Perils of comparing statistics, and don’t forget to look at standard errors too

Stuart Buck has an interesting story (linked from Tyler Cowen and Jane Galt of a map that was published in the newspaper showing gains and losses in median household incomes. Apparently the graph (from the Detroit Free Press) was mistaken. Buck writes,

Let’s take my home state of Arkansas. According to the Census Bureau’s page, Arkansas’ 1999 median household income — in 2005 dollars — was $34,770. Then in 2005, the median household income was $36,658. That’s an increase of 5.4%, as opposed to the 7.2% decrease that the Detroit Free Press claims to have found.

How about another state: Utah. In 1999 (again, in 2005 dollars): $53,943. In 2005: $54,813. That’s a rise of 1.6%, not a decline of 10.5% as the Free Press claims. . . .

The first journalist then followed up and explained further that the 1999 data came from the 2000 Census (it’s available here).
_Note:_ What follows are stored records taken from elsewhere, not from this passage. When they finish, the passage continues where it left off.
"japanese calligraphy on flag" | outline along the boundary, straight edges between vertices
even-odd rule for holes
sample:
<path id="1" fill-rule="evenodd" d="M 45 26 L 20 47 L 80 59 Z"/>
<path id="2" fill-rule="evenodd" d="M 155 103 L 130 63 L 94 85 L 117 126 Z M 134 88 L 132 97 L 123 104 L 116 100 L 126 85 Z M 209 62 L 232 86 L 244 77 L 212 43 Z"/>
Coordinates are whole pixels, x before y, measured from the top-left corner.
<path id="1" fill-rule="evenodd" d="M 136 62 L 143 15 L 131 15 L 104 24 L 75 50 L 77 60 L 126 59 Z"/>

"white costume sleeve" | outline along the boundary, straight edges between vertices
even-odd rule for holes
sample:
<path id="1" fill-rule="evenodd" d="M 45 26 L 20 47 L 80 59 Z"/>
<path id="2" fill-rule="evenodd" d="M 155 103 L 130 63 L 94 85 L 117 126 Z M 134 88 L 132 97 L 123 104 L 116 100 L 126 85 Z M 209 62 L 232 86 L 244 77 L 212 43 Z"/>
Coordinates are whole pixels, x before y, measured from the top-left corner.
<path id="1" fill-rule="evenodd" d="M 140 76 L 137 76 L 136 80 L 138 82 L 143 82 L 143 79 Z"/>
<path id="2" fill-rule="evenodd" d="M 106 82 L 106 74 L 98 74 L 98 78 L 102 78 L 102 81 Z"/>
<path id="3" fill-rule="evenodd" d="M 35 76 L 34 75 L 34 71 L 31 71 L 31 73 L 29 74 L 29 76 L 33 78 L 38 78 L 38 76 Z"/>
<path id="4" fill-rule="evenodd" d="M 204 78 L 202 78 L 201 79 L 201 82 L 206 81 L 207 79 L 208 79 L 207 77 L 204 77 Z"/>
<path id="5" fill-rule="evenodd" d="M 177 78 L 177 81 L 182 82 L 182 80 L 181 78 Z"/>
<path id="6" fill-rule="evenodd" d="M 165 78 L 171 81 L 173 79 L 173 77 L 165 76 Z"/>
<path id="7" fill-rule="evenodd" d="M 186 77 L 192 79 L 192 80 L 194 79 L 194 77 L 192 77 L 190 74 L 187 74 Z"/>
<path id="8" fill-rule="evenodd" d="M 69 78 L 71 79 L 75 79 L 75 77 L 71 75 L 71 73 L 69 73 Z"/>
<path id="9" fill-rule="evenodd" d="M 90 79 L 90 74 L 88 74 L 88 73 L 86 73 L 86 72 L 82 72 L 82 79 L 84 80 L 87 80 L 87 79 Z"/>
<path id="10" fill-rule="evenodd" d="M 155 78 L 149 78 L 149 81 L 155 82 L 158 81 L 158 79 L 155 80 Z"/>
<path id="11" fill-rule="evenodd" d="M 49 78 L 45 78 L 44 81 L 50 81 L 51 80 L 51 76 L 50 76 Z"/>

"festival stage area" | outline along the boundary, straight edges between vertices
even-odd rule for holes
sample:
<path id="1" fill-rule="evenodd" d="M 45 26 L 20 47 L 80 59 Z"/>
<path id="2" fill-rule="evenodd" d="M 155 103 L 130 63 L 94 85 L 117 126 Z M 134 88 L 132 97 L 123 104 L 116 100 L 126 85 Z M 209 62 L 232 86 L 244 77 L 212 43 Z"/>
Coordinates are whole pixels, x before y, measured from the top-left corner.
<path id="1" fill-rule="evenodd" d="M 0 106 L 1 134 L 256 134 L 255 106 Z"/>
They used the inflation calculator recommended by the Census Bureau. And then the 2005 data came from the American Community Survey (here). . . .

Estimates from any one survey will almost never exactly match the estimates from any other (unless explicitly controlled), because of differences such as in questionnaires, data collection methodology, reference period, and edit procedures.

Most importantly here, the American Community Survey seems, for whatever reason, to produce lower results than the official Census figures. For example, in one detailed analysis comparing ACS to the Census in a couple of counties, the Bureau reported:

There were significant differences in the estimation of median household income. In Tulare County, the Census reported a value of $33,983 compared to the ACS estimate of $31,467. This is consistent with Census Bureau research in other ACS sites that generally found lower income values reported in the ACS . . . .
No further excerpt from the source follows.